烟花的事情在热搜上闹了几天, 人人都在猜到底是谁的手笔,但公务繁忙的裴总和霍总没工夫关心这些事。
霍应汀和北城吕家已经斗到了最关键的时候,忙得脚不沾地, 整个人眉宇之间也有了些沉意, 但他什么都没说,只从霍家人里挑了几个跟在裴煦身边保护着;而裴煦这边陆执手脚麻利,新公司的前期流程已经开始走, 但缺人手,霍应汀大手一挥,直接把李诉派了过来。
在裴煦的地盘, 当了几个月学生的陆执终于农奴翻身把歌唱,指使李诉和指使下人一样,剥削的模样一览无遗。
裴煦整理着手上的文件,问陆执:“我都要开始怀疑你平时在公司是不是也是这么剥削Ann的了?”
“怎么会!咱们六十八楼都把Ann当女儿!”
“上班还能上出亲人来了,厉害。”
陆执嘿嘿一笑:“裴总, Ann说,她也想跟着您离开裴氏。”
裴煦动作一顿。
他走后裴氏势必撑不久,大厦将倾, 有人要走也是正常,但......
“我这边什么都要从头开始, 而且业务也和裴氏不一样,她过来肯定没有留在裴氏舒服。”
“Ann都知道, 小姑娘只是想跟着您而已。”陆执说。
裴煦是一个很好的上司。
“......”裴煦没什么好说的了,“她工作能力强,我自然不会拒绝人才, 你看着办就行。”
陆执点头应下。
裴煦无意在和裴氏的业务搭上关系,也不想再和霍应汀做对手, 所以挑选的新赛道领域跨度有些大。
他打算投资娱乐圈,从投资电影开始。
裴煦对自己的能力很有信心,但涉及新领域,难免还是会有些问题,陆执这几天到处跑已经很累,好在还有李诉这几天一直帮着他。
裴煦正要拿着份文件过去和他商讨,余光又看到了门口站着的几个保镖。
他皱了皱眉,放下文件,问:“霍应汀身边有人跟着保护吗?”
李诉沉静:“有的,裴总。”
只是没有裴煦身边那么多。
吕家这么多年的基业也不是盖的,斗成这样,两家都已经动用了一些势力,这几天裴煦身边早就已经24h保镖不离身,出行至少三辆车随行。
但裴煦更担心的肯定是霍应汀。
裴煦叹了口气,知道自从那瓶酒从吕谨言头上砸下去之后,这些事情就是无可避免的了,他只能和霍应汀一起面对。
但有时候还是会懊悔,后悔把霍应汀卷进来。
他真的很怕霍应汀因为他出什么事。
“裴总。”李诉把刚刚收到的信息告诉裴煦,“吕家在M国也有留着些势力,有些事宜霍总需要过去一趟。”
裴煦皱眉:“非去不可?”
“是,霍总刚刚已经确定行程。”
“什么时候?”
“三天后。”
“去多久?”
“一周左右。”
裴煦沉默了。
M国不比华国,从治安到各种违禁品的管控都是,再加上他是去处理吕家的事的,霍应汀这个时候过去,裴煦很难不担心。

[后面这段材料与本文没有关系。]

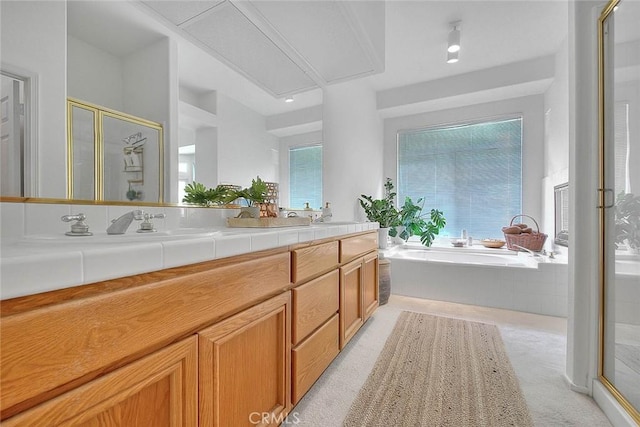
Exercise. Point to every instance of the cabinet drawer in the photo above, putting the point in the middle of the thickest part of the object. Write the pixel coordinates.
(312, 356)
(158, 390)
(310, 261)
(353, 247)
(314, 303)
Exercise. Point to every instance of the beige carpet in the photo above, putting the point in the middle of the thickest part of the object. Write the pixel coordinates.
(438, 371)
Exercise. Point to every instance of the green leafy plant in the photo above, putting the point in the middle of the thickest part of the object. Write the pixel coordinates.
(627, 219)
(198, 194)
(415, 223)
(382, 211)
(253, 195)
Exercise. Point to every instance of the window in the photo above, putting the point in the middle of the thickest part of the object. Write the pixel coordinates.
(305, 176)
(471, 172)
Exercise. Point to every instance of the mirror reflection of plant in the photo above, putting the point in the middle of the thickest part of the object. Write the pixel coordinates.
(415, 223)
(198, 194)
(627, 218)
(382, 211)
(253, 195)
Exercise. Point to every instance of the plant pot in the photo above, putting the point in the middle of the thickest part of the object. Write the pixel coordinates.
(384, 281)
(397, 240)
(254, 211)
(383, 237)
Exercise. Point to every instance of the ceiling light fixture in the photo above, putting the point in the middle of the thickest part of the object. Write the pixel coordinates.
(454, 38)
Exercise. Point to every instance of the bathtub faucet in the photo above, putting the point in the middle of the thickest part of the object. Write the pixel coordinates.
(534, 254)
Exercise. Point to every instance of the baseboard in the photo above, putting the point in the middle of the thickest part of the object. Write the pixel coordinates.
(576, 388)
(611, 407)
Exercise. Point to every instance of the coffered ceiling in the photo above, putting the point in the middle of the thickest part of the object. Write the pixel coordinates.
(285, 47)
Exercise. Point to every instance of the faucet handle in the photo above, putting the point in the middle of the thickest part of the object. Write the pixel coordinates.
(146, 226)
(79, 228)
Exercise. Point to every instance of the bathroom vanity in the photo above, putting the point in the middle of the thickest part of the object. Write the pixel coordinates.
(231, 341)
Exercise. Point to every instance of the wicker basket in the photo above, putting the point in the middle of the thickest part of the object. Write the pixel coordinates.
(533, 241)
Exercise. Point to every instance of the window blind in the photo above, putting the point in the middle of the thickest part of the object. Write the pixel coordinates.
(470, 172)
(305, 176)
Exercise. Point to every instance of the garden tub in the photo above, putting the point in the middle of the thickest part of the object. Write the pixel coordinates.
(486, 277)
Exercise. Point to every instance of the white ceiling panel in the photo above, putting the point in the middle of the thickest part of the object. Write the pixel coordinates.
(180, 11)
(321, 33)
(232, 36)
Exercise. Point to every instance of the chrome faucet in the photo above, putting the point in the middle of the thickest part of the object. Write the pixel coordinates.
(120, 225)
(527, 250)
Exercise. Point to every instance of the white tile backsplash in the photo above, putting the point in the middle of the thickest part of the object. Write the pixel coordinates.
(12, 219)
(264, 241)
(44, 272)
(232, 245)
(41, 218)
(112, 262)
(183, 252)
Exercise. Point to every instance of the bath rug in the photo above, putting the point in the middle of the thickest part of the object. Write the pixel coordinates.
(629, 355)
(438, 371)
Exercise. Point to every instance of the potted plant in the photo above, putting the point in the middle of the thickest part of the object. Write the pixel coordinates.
(253, 196)
(382, 211)
(627, 218)
(198, 194)
(413, 222)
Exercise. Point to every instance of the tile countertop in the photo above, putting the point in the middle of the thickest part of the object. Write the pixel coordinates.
(38, 263)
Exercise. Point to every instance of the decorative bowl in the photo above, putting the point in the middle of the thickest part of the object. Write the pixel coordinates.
(458, 243)
(492, 243)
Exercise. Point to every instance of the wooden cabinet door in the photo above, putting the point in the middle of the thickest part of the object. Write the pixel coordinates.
(370, 284)
(351, 310)
(160, 389)
(313, 304)
(245, 367)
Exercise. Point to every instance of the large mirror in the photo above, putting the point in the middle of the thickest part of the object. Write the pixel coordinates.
(619, 37)
(219, 127)
(113, 156)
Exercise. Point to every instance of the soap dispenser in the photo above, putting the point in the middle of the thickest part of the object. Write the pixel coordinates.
(326, 212)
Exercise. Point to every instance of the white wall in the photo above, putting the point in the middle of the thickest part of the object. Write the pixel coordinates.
(94, 75)
(151, 91)
(531, 108)
(556, 138)
(41, 49)
(300, 140)
(245, 149)
(352, 148)
(582, 325)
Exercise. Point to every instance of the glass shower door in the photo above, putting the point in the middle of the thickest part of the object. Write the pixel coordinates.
(620, 201)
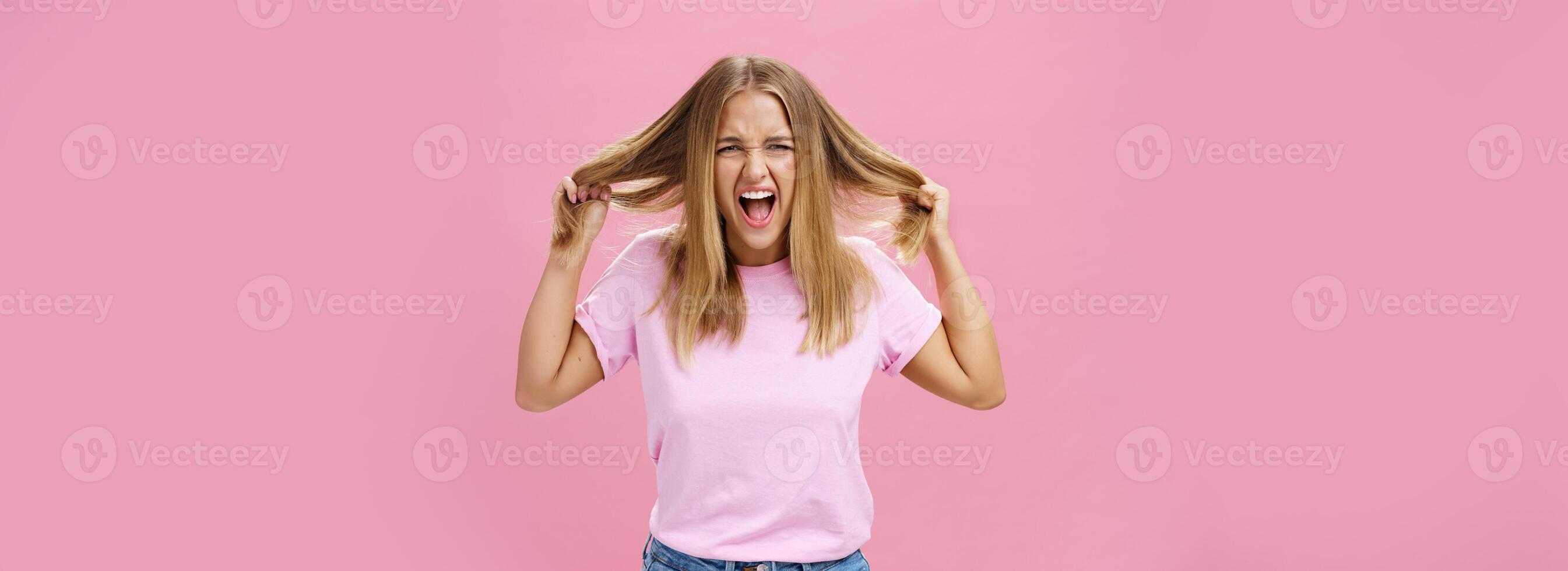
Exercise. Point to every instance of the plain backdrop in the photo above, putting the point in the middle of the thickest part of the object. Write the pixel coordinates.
(1074, 137)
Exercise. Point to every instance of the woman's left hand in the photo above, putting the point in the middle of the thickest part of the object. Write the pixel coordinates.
(935, 198)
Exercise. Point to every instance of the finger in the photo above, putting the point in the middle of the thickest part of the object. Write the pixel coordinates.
(571, 191)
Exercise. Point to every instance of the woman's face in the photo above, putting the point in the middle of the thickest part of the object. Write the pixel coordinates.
(755, 176)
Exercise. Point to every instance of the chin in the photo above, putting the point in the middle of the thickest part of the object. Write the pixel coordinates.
(761, 237)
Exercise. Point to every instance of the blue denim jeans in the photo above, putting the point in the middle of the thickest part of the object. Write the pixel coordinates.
(659, 558)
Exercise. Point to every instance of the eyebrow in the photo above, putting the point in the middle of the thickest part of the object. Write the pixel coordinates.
(775, 139)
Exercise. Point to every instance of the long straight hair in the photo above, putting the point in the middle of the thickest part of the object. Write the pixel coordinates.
(842, 179)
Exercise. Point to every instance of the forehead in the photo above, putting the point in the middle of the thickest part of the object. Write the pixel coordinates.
(753, 114)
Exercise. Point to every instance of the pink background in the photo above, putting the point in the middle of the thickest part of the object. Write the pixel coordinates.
(1059, 206)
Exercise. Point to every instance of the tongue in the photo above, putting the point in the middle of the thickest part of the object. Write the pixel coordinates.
(756, 207)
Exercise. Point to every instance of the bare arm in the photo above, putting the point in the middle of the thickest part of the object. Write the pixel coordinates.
(962, 361)
(556, 359)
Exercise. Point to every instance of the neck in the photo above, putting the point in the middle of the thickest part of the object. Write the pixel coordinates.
(746, 255)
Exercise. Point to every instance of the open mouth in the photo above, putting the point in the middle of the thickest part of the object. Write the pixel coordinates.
(758, 206)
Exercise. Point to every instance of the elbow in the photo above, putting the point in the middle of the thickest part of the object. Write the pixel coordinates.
(532, 405)
(990, 399)
(529, 400)
(989, 402)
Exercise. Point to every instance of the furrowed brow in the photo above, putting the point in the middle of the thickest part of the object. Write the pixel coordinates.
(775, 139)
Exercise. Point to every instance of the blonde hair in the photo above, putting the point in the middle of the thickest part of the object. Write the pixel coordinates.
(842, 178)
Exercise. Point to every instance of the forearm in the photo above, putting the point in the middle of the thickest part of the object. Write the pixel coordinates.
(548, 329)
(968, 323)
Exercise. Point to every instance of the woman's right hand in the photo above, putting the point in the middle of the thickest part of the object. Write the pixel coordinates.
(593, 207)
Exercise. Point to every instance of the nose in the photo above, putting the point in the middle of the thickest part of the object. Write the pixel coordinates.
(756, 168)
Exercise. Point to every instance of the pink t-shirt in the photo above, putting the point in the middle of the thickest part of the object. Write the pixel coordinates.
(756, 446)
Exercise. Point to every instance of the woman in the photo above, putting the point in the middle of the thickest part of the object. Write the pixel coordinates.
(753, 322)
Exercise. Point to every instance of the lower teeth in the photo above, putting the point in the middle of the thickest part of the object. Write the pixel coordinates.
(756, 207)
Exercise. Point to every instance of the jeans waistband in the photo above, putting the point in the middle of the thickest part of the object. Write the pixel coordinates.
(656, 551)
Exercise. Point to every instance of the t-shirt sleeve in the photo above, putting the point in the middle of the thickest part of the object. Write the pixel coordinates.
(905, 319)
(615, 303)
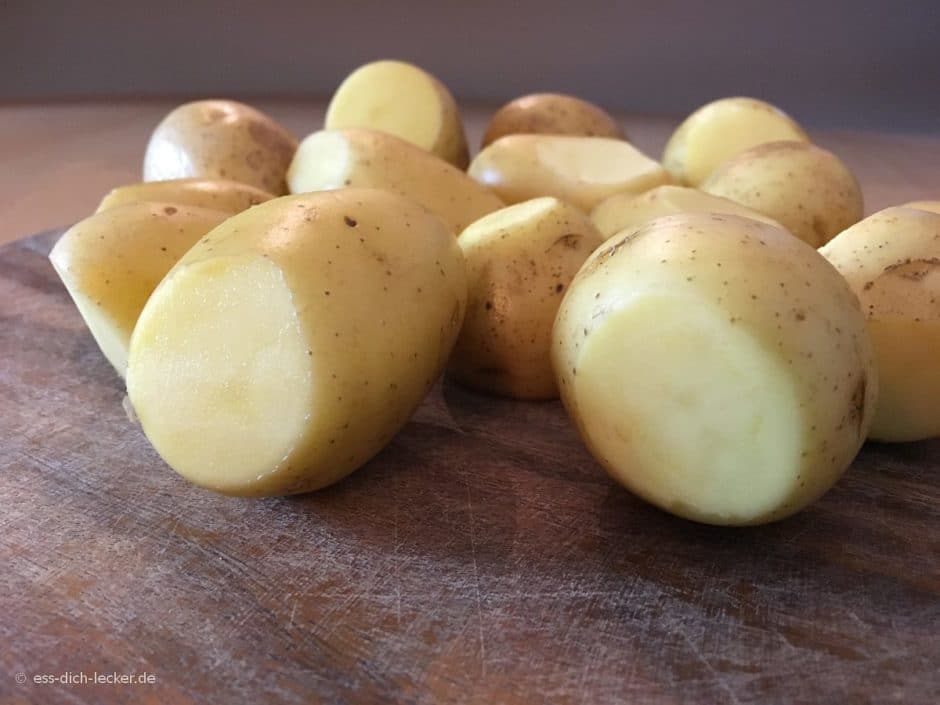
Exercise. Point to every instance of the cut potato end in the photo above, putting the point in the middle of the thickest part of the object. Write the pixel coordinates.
(328, 167)
(719, 442)
(507, 218)
(372, 97)
(722, 129)
(909, 405)
(599, 160)
(226, 399)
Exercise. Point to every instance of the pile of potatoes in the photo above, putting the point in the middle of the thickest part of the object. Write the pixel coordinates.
(279, 309)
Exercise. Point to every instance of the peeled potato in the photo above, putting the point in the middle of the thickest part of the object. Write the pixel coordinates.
(520, 260)
(627, 210)
(582, 171)
(892, 262)
(808, 190)
(292, 343)
(332, 159)
(551, 114)
(220, 139)
(112, 261)
(405, 101)
(929, 206)
(716, 366)
(218, 194)
(721, 129)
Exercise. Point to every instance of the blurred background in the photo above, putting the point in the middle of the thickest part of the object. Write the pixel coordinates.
(832, 63)
(82, 84)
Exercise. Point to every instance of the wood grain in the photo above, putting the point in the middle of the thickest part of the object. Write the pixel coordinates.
(483, 557)
(59, 159)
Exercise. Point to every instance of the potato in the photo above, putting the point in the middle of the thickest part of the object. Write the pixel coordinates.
(716, 366)
(551, 114)
(720, 130)
(929, 206)
(291, 343)
(112, 261)
(582, 171)
(332, 159)
(218, 194)
(803, 187)
(220, 139)
(892, 262)
(519, 261)
(627, 210)
(405, 101)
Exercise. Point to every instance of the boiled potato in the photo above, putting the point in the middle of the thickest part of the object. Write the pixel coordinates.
(291, 343)
(520, 260)
(112, 261)
(716, 366)
(627, 210)
(582, 171)
(892, 262)
(403, 100)
(721, 129)
(220, 139)
(803, 187)
(552, 114)
(930, 206)
(332, 159)
(218, 194)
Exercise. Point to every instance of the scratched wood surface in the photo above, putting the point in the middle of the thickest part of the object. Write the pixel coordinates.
(483, 557)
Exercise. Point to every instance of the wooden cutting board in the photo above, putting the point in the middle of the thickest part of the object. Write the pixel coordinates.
(483, 557)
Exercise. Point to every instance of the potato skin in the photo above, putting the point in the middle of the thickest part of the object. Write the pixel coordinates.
(218, 194)
(378, 289)
(929, 206)
(113, 260)
(805, 188)
(552, 114)
(519, 260)
(892, 262)
(220, 139)
(786, 300)
(332, 159)
(627, 210)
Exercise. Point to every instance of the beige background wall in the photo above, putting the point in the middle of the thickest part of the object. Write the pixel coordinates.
(860, 63)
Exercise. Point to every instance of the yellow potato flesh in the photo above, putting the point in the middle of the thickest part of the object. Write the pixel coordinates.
(625, 210)
(405, 101)
(244, 427)
(520, 260)
(724, 467)
(332, 159)
(716, 366)
(292, 343)
(892, 262)
(112, 261)
(720, 130)
(582, 171)
(218, 194)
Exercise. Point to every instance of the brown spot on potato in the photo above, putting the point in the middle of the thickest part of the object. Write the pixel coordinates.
(569, 241)
(857, 404)
(913, 269)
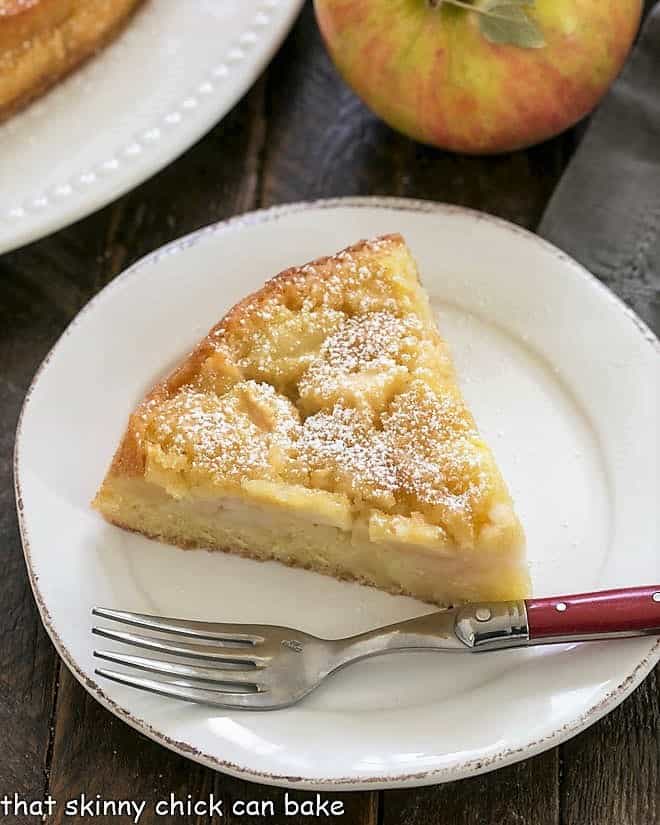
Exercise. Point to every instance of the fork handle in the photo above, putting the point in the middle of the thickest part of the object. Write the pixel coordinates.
(602, 615)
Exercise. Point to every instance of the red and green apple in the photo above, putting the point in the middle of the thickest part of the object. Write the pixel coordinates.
(479, 76)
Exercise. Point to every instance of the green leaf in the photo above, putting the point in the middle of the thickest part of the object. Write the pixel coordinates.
(507, 22)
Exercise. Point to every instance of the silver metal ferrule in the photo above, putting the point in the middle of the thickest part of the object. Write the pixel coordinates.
(492, 625)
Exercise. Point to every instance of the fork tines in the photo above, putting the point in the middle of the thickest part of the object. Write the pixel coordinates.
(224, 666)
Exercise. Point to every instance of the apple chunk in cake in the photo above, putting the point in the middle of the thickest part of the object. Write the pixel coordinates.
(320, 424)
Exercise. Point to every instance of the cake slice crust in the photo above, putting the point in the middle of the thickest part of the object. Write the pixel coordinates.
(42, 41)
(320, 424)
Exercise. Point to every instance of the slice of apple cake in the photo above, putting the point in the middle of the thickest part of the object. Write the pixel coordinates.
(320, 424)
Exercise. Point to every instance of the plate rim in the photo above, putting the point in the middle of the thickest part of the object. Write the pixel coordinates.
(467, 768)
(94, 198)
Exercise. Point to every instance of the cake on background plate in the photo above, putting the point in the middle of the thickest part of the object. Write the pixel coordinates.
(41, 41)
(320, 424)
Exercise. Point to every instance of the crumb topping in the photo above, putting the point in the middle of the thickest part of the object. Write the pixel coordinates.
(333, 378)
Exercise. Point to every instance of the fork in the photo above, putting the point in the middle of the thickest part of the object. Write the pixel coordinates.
(264, 667)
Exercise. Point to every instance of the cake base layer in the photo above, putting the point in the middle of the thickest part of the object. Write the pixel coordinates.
(441, 576)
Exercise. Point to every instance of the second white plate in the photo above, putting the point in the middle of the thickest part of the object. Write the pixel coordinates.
(564, 383)
(176, 69)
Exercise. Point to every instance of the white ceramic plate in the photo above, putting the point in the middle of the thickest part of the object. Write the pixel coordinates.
(176, 69)
(564, 382)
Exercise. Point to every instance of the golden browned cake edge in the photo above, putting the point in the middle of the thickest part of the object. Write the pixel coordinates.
(129, 460)
(73, 59)
(129, 457)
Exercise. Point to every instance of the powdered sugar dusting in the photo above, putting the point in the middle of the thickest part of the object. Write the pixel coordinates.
(333, 378)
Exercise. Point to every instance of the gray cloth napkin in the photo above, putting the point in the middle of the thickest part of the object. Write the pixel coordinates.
(606, 210)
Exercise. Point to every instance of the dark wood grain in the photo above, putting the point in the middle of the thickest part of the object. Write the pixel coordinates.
(611, 772)
(299, 134)
(524, 793)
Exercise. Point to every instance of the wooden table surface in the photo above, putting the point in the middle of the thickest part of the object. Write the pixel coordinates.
(299, 134)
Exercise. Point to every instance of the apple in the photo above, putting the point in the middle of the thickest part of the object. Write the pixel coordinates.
(479, 76)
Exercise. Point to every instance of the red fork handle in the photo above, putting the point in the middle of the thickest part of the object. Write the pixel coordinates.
(628, 612)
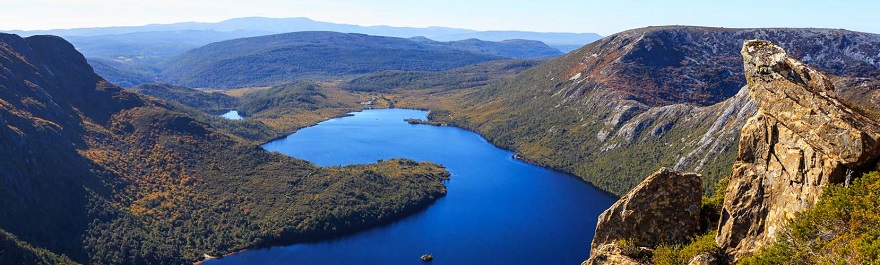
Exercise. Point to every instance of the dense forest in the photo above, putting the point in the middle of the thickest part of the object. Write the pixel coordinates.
(111, 176)
(282, 58)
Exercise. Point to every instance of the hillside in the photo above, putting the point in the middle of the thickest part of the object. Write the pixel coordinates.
(107, 176)
(258, 26)
(274, 59)
(514, 48)
(801, 191)
(470, 76)
(213, 102)
(659, 96)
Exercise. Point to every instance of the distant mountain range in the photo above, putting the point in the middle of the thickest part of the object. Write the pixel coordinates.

“多挑几个人带着。”裴煦顿了顿,“你跟着去,我这边可以应付。”
“霍总的意思是,让我留下来保护您。”
“不用。”裴煦很强硬地拒绝,“M国有多危险你也清楚,你跟着霍应汀最久,和他有默契,别人跟着他我不放心。”
李诉沉默了。
因为裴煦说的没错。
“你跟着他,如果他忙没时间看信息,你就替他给我发邮件,记住一天至少一封报平安,每天十点前,一旦出现变故,我这边就开始动手。”
“您......”
这段时间一直都是霍应汀在安排吕家的事,裴煦几乎没参与过,乍然听到裴煦说“动手”,李诉才意识到,面前的这个男人并不是什么都不做,只是他相信霍应汀,所以不插手而已。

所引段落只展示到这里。